Gerasimov, Aleksandr Mikhailovich

 

Born July 31 (Aug. 12), 1881, in Kozlov (present-day Michurinsk), in Tambov Oblast; died July 23, 1963, in Moscow. Soviet painter, People’s Artist of the USSR (1943), member of the Academy of Art of the USSR (1947), doctor of the arts (1951). Joined the CPSU in 1950.

Gerasimov studied at the Moscow School of Painting, Sculpture, and Architecture (1903-15) with A. E. Arkhipov and K. A. Korovin. He lived in Kozlov from 1918 to 1925 and thereafter in Moscow. He became a member of the Association of Artists of Revolutionary Russia in 1925. Before the revolution he devoted himself mainly to landscape painting and during the Soviet period, to portraiture. In 1929-30, Gerasimov painted his best work, the portrait scene entitled Lenin on the Tribune, a work permeated with heroic enthusiasm (V. I. Lenin Central Museum in Moscow). He also painted a number of still lifes and genre pictures, and produced illustrations and graphic works. His works in the Tret’iakov Gallery are Troika: Winter Road (1912), After the Rain (1935), J. V. Stalin and K. E. Voroshilov in the Kremlin (1938; State Prize, 1941), a portrait of O. V. Lepeshinskaia (1939), a portrait of I. I. Fisanovich (1942), and a group portrait of four elder Soviet artists—I. N. Pavlov, V. N. Bakshaev, V. K. Bialynitskii-Birulia, and V. N. Meshkov (1944; State Prize, 1945).
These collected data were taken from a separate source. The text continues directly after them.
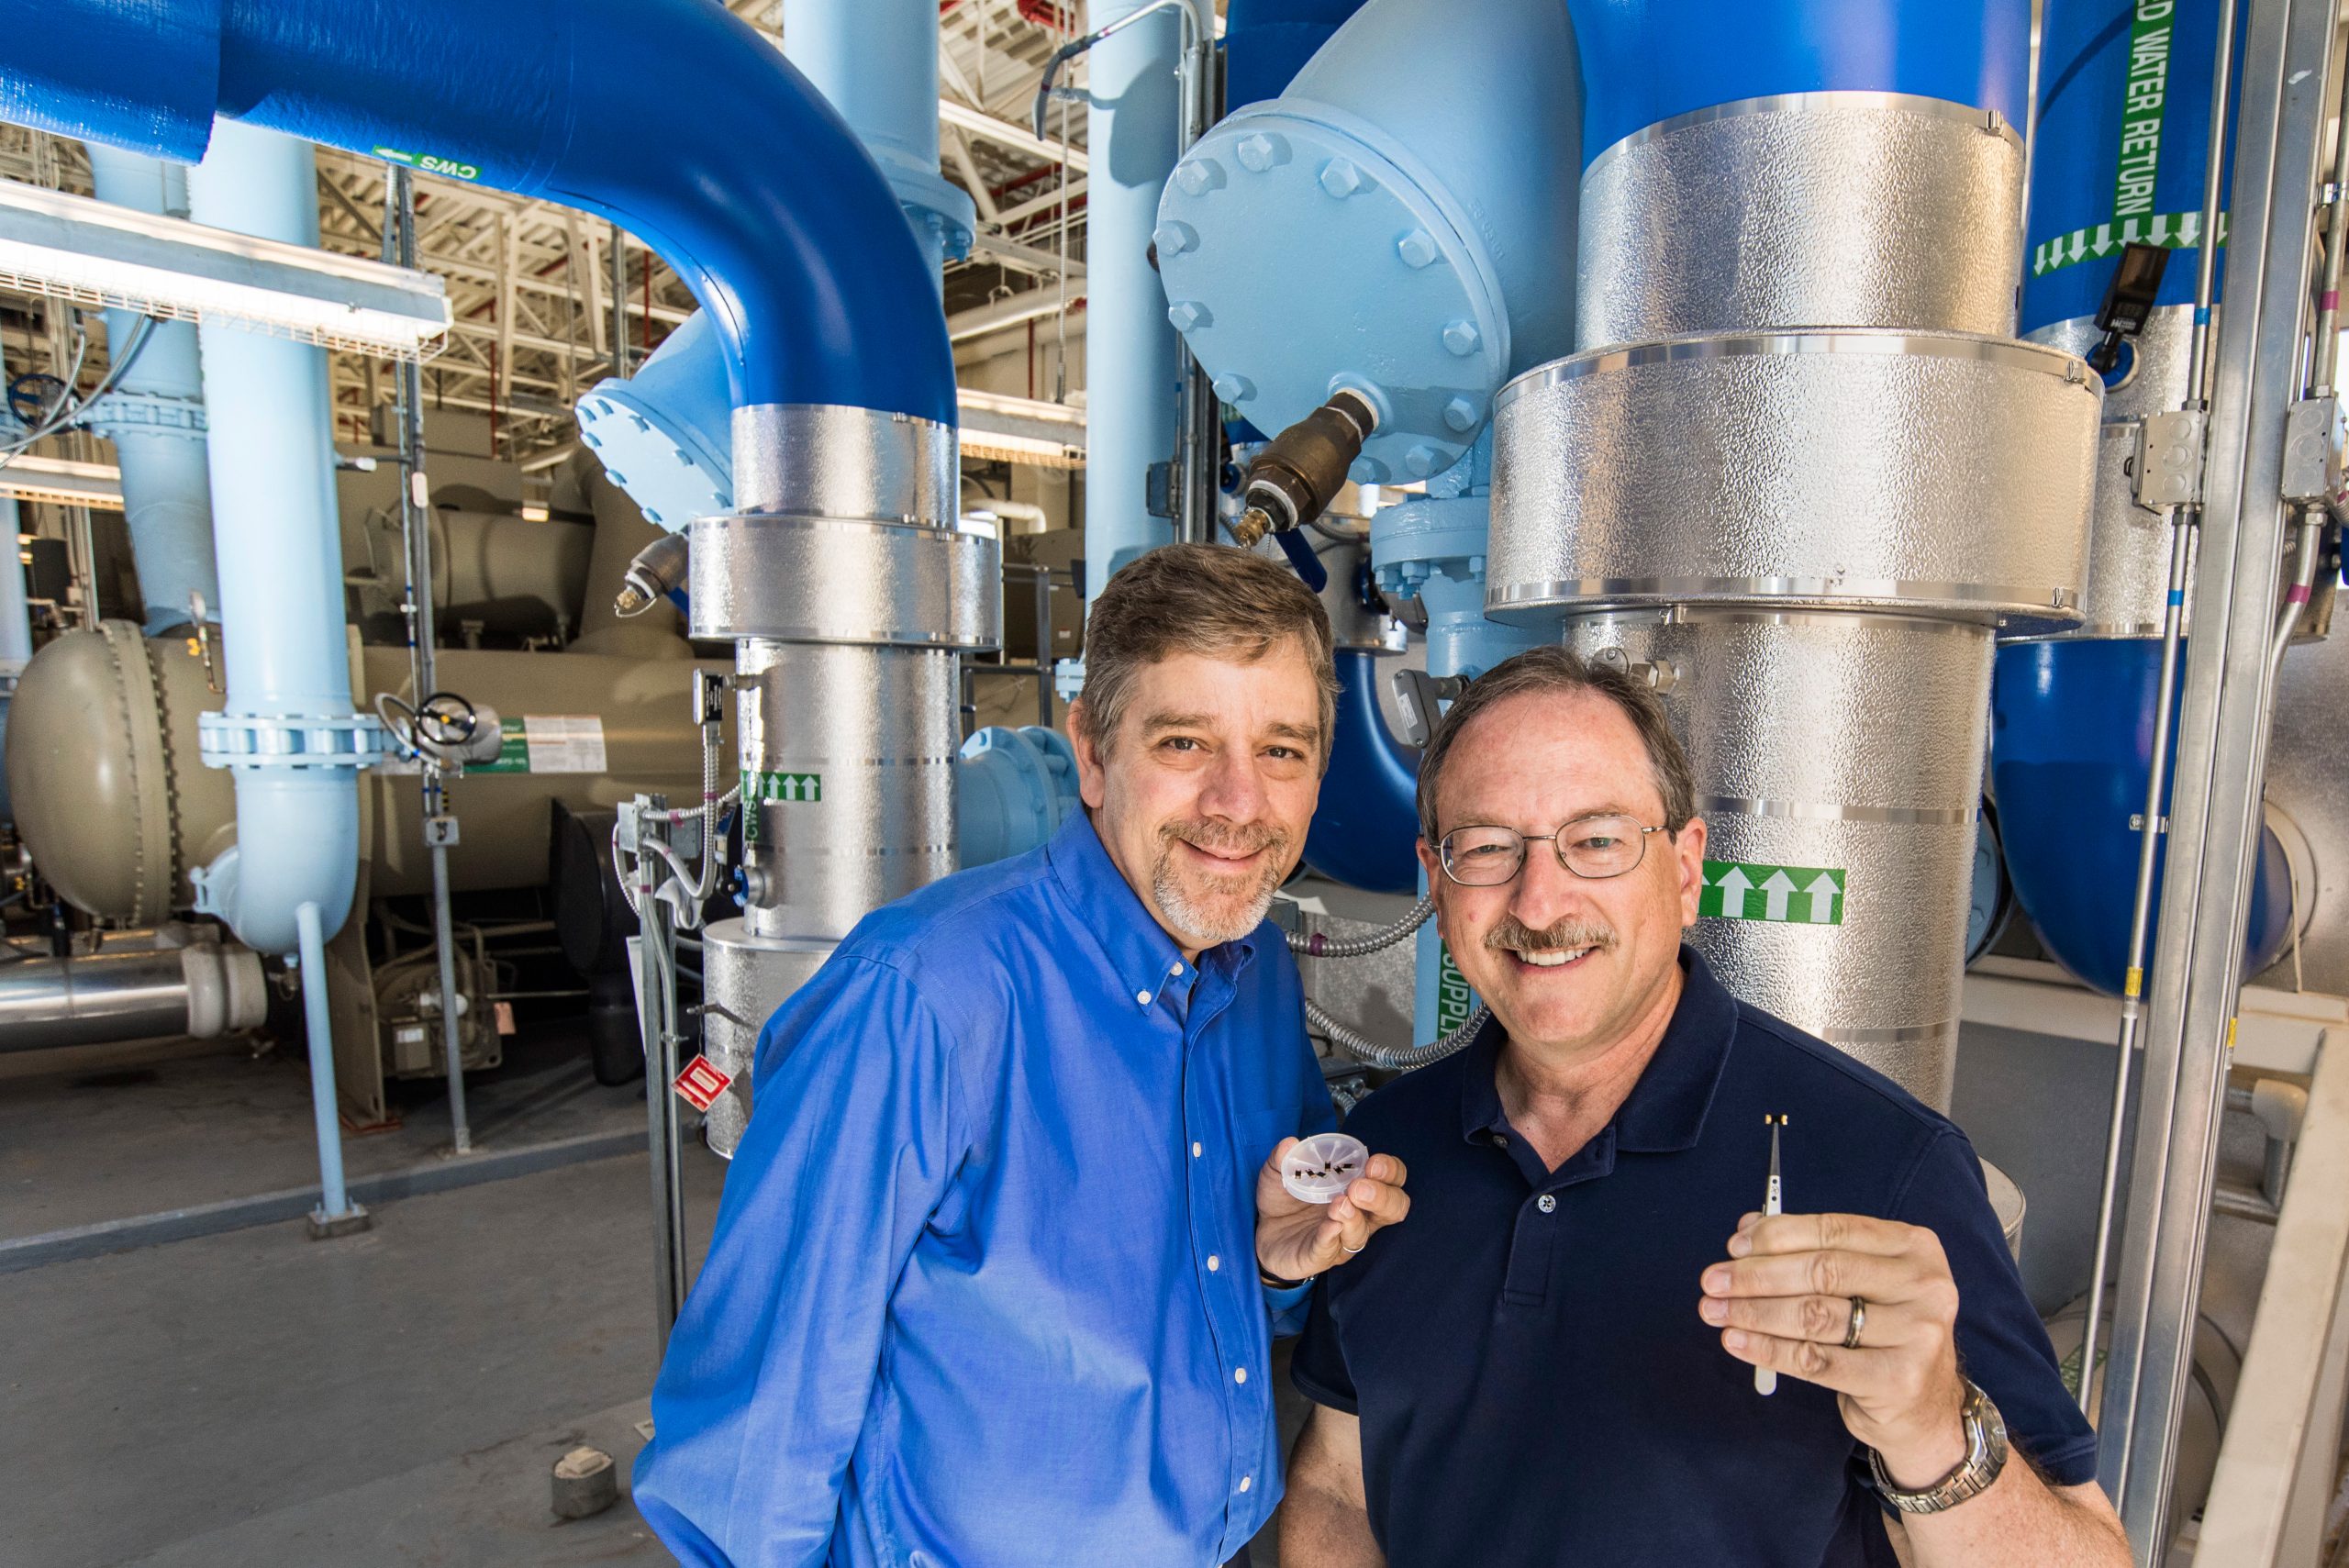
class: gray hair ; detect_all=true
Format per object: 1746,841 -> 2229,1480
1415,646 -> 1698,841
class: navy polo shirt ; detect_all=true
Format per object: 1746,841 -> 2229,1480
1292,951 -> 2097,1566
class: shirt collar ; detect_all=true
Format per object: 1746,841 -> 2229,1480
1045,809 -> 1257,1012
1461,947 -> 1739,1154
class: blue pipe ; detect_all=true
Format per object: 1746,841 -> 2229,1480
1223,0 -> 1371,110
957,726 -> 1081,866
0,492 -> 28,822
82,145 -> 221,635
1079,0 -> 1195,637
295,899 -> 362,1227
1991,637 -> 2293,995
183,122 -> 357,956
782,0 -> 975,279
1301,649 -> 1420,894
572,0 -> 968,533
0,0 -> 954,426
1567,0 -> 2032,165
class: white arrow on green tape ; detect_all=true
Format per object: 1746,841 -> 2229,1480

The Speech of J. V. Stalin at the Sixteenth Congress of the ACP (Bolshevik), done in 1933, hangs in the Archive of Art Works of the Ministry of Culture of the USSR, in Zagorsk; The Bath (1940) and Hymn to October (1942; State Prize, 1943) are in the Russian Museum in Leningrad. From 1939 to 1954, Gerasimov was chairman of the organizational committee of the Union of Soviet Artists and from 1947 to 1957, president of the USSR Academy of Art. He was awarded the Order of Lenin and two other orders, as well as medals.

REFERENCE

Sokol’nikov, M. A. M. Gerasimov. Moscow, 1954.